The bullets left the drone’s guns like a swarm of angry bees, and the manhole cover slammed closed behind me with the force of their impact. I reached out my left hand, grabbed onto a ladder rung, and then gagged as my shotgun got tangled up with a rung higher. The strap tightened against my throat, and my vision started to turn white.
“Let go ass--” I began to say as I yanked my shotgun strap free. The weapon broke loose easily, but it seemed as if the ladder was made mostly of rust, and my violent movement had been the final force of nature to kill the thing. It broke free of the wall, and my stomach lurched as I became suddenly weightless.
I let out a growl as I fell into the darkness. My eyes hadn’t fully adjusted to the lack of light down here yet, but I could see that the pale woman was falling beneath me. She didn’t scream though, and I almost laughed at the irony of us both dying in a fall after we had escaped death so many times in the last few minutes.
Then I was in a river of water.
Sewer water.
It flowed over my head, and I fought against gagging and vomiting while I reminded myself not to breathe in the sewage. I kicked to the surface and was then swept up into the current of the disgusting river. The pale woman fought against the river next to me, and I reached out my left arm to grab her. I missed the first time, then the second time, but I managed to catch her the third time and I pulled her close to me.
Then we fell off a slimy waterfall, and I lost my grip on her.
I swam to the surface of the sewage again, tried not to vomit, and looked for the woman. She was splashing against the current downstream of me, and I kicked my powerful legs a few more times to catch up to her. My vision had adjusted to the darkness now, and I could see her red eyes actually looked a bit panicked. I pulled her to me again and caught a ladder on the side of the river.
A few tense seconds later, I managed to yank us both out of the filth and onto a pathway a good two meters above the river. I gulped air when we were safe, felt my insides twist, and then couldn’t keep the contents of my stomach down. I vomited down into the river until my actions were just a dry heave. The retching took me a good half minute, and I felt the woman’s hands gently pat me on the shoulders near the end. It was meant to be a soothing motion, and I nodded at her once I’d finished puking.

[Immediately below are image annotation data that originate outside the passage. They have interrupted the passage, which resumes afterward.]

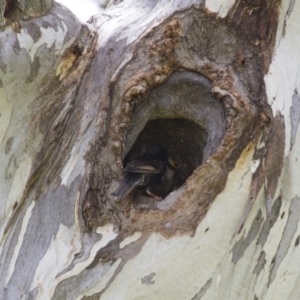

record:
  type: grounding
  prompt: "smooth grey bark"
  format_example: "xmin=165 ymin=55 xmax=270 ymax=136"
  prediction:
xmin=0 ymin=1 xmax=300 ymax=299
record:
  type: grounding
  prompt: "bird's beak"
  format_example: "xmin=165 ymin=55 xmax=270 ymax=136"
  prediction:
xmin=168 ymin=157 xmax=179 ymax=169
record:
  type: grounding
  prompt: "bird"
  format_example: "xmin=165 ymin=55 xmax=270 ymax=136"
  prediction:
xmin=112 ymin=145 xmax=177 ymax=200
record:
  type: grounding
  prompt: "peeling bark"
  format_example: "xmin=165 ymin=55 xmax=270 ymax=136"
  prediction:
xmin=0 ymin=0 xmax=300 ymax=300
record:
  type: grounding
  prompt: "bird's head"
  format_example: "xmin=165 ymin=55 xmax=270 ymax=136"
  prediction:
xmin=143 ymin=145 xmax=178 ymax=169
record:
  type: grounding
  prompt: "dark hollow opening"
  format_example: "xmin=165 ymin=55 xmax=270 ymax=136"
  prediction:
xmin=123 ymin=118 xmax=208 ymax=198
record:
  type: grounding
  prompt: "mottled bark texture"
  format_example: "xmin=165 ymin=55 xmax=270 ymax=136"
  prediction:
xmin=0 ymin=1 xmax=299 ymax=299
xmin=0 ymin=0 xmax=53 ymax=26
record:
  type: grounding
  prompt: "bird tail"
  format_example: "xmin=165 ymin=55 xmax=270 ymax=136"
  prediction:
xmin=112 ymin=173 xmax=141 ymax=199
xmin=111 ymin=182 xmax=135 ymax=199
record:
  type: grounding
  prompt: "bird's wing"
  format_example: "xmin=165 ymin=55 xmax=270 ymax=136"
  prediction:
xmin=125 ymin=159 xmax=160 ymax=174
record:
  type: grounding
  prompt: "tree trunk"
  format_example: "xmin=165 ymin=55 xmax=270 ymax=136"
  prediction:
xmin=0 ymin=0 xmax=300 ymax=300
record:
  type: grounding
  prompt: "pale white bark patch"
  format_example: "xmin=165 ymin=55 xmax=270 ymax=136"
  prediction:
xmin=251 ymin=159 xmax=260 ymax=173
xmin=30 ymin=193 xmax=81 ymax=300
xmin=5 ymin=201 xmax=35 ymax=285
xmin=76 ymin=258 xmax=122 ymax=300
xmin=95 ymin=0 xmax=195 ymax=46
xmin=60 ymin=122 xmax=95 ymax=186
xmin=265 ymin=1 xmax=300 ymax=156
xmin=205 ymin=0 xmax=235 ymax=18
xmin=55 ymin=224 xmax=117 ymax=282
xmin=5 ymin=157 xmax=32 ymax=219
xmin=17 ymin=22 xmax=68 ymax=62
xmin=0 ymin=88 xmax=12 ymax=144
xmin=120 ymin=232 xmax=142 ymax=249
xmin=101 ymin=147 xmax=254 ymax=300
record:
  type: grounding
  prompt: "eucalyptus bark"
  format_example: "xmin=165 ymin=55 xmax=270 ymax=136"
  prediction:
xmin=0 ymin=0 xmax=300 ymax=300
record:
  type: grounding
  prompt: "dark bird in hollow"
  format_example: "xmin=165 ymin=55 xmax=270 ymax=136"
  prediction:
xmin=112 ymin=146 xmax=176 ymax=199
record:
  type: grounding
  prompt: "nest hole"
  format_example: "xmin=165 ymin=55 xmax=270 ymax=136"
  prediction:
xmin=123 ymin=118 xmax=208 ymax=198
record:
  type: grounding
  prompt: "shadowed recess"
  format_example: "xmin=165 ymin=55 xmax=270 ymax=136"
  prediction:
xmin=123 ymin=118 xmax=207 ymax=197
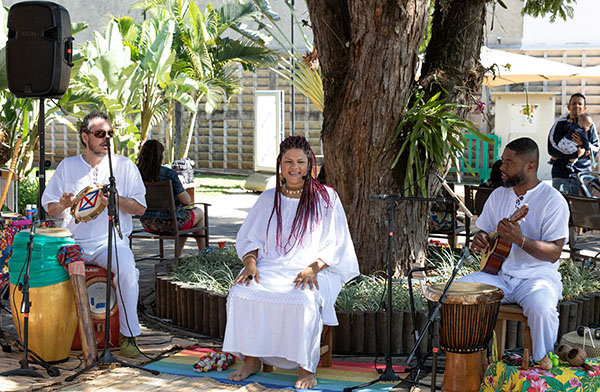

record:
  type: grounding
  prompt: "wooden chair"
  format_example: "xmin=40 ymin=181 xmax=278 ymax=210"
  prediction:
xmin=262 ymin=325 xmax=333 ymax=373
xmin=465 ymin=185 xmax=494 ymax=247
xmin=564 ymin=195 xmax=600 ymax=259
xmin=495 ymin=304 xmax=533 ymax=358
xmin=129 ymin=181 xmax=210 ymax=262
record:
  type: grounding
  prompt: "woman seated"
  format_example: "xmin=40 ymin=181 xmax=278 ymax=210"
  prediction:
xmin=223 ymin=136 xmax=358 ymax=388
xmin=138 ymin=139 xmax=206 ymax=256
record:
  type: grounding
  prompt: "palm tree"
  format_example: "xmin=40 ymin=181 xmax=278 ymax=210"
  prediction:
xmin=114 ymin=13 xmax=196 ymax=147
xmin=134 ymin=0 xmax=275 ymax=158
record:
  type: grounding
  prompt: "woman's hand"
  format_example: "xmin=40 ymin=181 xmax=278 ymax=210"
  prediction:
xmin=233 ymin=251 xmax=260 ymax=286
xmin=294 ymin=263 xmax=319 ymax=290
xmin=233 ymin=264 xmax=260 ymax=286
xmin=294 ymin=258 xmax=327 ymax=290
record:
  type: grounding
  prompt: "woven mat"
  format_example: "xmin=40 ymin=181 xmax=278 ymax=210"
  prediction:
xmin=560 ymin=331 xmax=600 ymax=358
xmin=145 ymin=347 xmax=405 ymax=392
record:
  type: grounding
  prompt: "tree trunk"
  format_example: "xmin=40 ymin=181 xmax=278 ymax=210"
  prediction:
xmin=421 ymin=0 xmax=489 ymax=105
xmin=307 ymin=0 xmax=429 ymax=273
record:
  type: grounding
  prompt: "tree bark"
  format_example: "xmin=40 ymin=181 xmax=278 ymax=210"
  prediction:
xmin=421 ymin=0 xmax=489 ymax=105
xmin=307 ymin=0 xmax=429 ymax=273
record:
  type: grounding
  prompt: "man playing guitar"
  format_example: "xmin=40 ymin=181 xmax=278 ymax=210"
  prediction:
xmin=461 ymin=138 xmax=569 ymax=360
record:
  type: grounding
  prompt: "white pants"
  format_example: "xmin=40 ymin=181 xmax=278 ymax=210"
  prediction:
xmin=459 ymin=271 xmax=562 ymax=361
xmin=81 ymin=239 xmax=141 ymax=336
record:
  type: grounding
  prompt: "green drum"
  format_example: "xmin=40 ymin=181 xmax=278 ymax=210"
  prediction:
xmin=8 ymin=228 xmax=77 ymax=362
xmin=8 ymin=228 xmax=75 ymax=288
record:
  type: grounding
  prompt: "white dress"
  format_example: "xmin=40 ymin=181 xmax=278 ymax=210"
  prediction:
xmin=223 ymin=188 xmax=359 ymax=373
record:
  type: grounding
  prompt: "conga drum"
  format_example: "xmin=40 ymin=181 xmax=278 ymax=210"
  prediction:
xmin=71 ymin=265 xmax=119 ymax=350
xmin=8 ymin=228 xmax=77 ymax=362
xmin=425 ymin=282 xmax=504 ymax=392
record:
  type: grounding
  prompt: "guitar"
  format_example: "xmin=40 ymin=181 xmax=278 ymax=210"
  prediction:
xmin=481 ymin=204 xmax=529 ymax=275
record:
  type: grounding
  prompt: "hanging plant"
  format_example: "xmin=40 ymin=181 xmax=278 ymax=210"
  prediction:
xmin=392 ymin=88 xmax=491 ymax=196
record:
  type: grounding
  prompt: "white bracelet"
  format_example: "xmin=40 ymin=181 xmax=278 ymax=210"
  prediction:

“Thanks,” I said, but the woman didn’t nod or smile.
They will keep looking. We must continue our escape.
“Where? Do you have friends who can help us? I have none on this planet. I don’t even know where we are.”
We are on Trappist-1e. Eventually, we will need funds to procure a ship. For the moment, we need to continue. We need money and a place to rest. Let us continue in the sewer for a bit more and then go to the surface. How long can you maintain your form?
“The longest I’ve done it is for half an hour. I get so angry, and my hunger overwhelms me. I start to lose myself. I saw others go insane when the scientists kept them in this state for too long.” I closed my eyes as I spoke and tried to push the memories away. How long had it been since the collar forced me to change? Fifteen minutes? Twenty? The helmet had a clock on it I used to track the time, so I felt a bit naked without it. Still, I didn’t feel very angry yet. I didn’t feel as if the rage was starting to burn the edges of my mind. I would be fine for another quarter of an hour, or so I guessed.
I do not want you to go insane. Let us find some money and a place to rest. As I said before, speed is of great importance. The quicker we can get away from them the harder it will be for them to follow us.
“Right. Let’s go. Are you going to tell me who they are, and why they had you imprisoned there?” I asked her as I began to walk.
The woman followed me, but she didn’t answer, and I decided not to ask again until we had made it to safety.